I'm a newbie to sql server and this may be a really dumb question for
some you. I'm trying to find some examples of sql server triggers that
will set columns (e.g. the created and modified date columns) if the row
is being inserted and set a column (e.g. just the modified date column)
if the row is being updated.

I know how to do this in oracle plsql. I would define it as a before
insert or update trigger and reference old and new instances of the
record. Does sql server have an equivalent? Is there a better way to do
this in sql server?

Thanks
eric

this is what i do in oracle that i'm trying to do in sqlserver...

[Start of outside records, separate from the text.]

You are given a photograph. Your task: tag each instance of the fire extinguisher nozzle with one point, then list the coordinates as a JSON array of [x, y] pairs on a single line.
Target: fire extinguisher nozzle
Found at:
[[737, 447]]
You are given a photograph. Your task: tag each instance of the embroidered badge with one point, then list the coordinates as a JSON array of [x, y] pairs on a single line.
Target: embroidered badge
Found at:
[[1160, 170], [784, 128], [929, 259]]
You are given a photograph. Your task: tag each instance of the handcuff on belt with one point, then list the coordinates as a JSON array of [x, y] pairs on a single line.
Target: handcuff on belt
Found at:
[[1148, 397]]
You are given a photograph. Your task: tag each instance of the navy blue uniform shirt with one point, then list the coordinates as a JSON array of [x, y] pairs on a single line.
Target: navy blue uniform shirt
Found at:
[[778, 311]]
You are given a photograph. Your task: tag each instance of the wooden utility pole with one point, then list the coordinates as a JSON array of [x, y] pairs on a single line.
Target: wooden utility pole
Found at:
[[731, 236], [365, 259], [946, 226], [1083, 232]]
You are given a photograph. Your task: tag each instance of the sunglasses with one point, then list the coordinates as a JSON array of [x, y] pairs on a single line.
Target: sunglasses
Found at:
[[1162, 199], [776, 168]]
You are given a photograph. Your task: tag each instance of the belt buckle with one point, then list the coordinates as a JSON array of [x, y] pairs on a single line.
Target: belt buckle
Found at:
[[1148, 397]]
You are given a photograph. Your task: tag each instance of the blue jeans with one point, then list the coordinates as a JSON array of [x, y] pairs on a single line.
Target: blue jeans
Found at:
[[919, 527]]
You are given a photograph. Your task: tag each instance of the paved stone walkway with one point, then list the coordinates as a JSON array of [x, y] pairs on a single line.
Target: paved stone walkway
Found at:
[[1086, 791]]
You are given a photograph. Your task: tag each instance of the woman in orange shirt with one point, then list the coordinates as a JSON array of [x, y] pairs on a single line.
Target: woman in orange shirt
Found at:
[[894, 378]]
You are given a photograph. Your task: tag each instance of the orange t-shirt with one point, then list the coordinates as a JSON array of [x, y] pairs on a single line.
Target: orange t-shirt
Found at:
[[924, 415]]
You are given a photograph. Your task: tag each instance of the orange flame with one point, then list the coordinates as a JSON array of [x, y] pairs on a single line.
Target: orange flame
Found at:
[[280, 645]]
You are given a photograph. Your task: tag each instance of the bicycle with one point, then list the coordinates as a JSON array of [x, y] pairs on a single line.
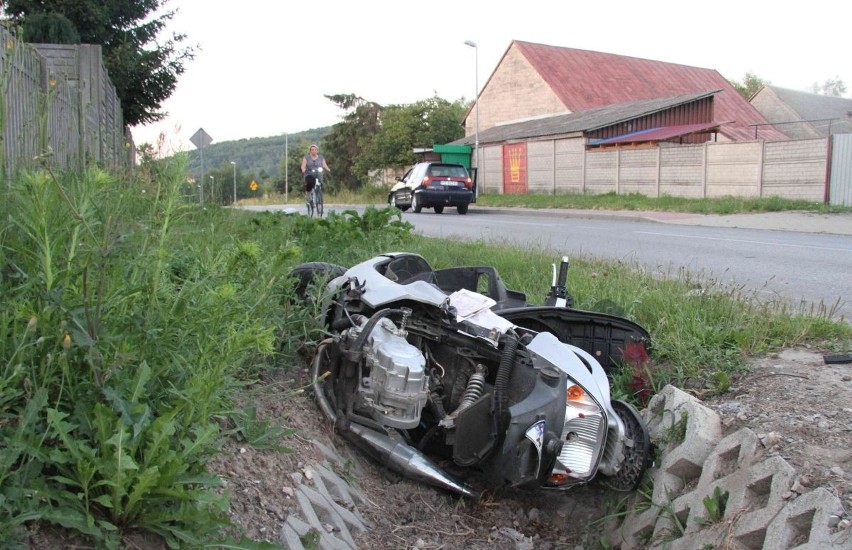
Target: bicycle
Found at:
[[314, 201]]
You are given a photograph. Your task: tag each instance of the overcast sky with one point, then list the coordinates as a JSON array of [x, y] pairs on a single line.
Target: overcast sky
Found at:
[[264, 66]]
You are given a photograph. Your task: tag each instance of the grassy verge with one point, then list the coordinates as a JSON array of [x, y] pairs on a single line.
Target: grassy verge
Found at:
[[635, 201], [609, 201], [130, 320]]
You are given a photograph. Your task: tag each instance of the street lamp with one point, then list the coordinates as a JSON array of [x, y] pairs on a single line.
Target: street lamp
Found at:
[[472, 44], [235, 183], [286, 167]]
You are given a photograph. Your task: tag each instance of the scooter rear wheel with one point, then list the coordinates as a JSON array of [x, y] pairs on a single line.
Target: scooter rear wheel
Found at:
[[638, 457]]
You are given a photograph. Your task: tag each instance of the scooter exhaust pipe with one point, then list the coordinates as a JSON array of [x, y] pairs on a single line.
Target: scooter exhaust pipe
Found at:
[[405, 460], [396, 455]]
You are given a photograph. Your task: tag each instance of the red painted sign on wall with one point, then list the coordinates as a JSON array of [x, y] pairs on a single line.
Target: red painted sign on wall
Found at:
[[515, 169]]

CREATE OR REPLACE TRIGGER tr_temp_biu
before insert or update
on temp
referencing old as old new as new
for each row
begin
if inserting then
:new.created_date := sysdate;
end if;
:new.modified_date := sysdate;
end tr_temp_biu;
Jul 20 '05 #1
1 17254
On Thu, 07 Oct 2004 13:02:41 -0400, efinney wrote:
Hi,

I'm a newbie to sql server and this may be a really dumb question for
some you. I'm trying to find some examples of sql server triggers that
will set columns (e.g. the created and modified date columns) if the row
is being inserted and set a column (e.g. just the modified date column)
if the row is being updated.

I know how to do this in oracle plsql. I would define it as a before
insert or update trigger and reference old and new instances of the
record. Does sql server have an equivalent? Is there a better way to do
this in sql server?

Thanks
eric

this is what i do in oracle that i'm trying to do in sqlserver...

(snip)

Hi Eric,

Don't try to do a one on one translation from Oracle to SQL Server. The
differences are too big (especially when it comes to triggers and other
non-ANSI-standard syntax).

For the creation date, no trigger is needed. Simply use a default. Use the
same default for the modified date if you want that set at the time a row
is inserted as well. If you rather leave the moodified_date NULL until the
row actually is updated, remove the default and change NOT NULL to NULL.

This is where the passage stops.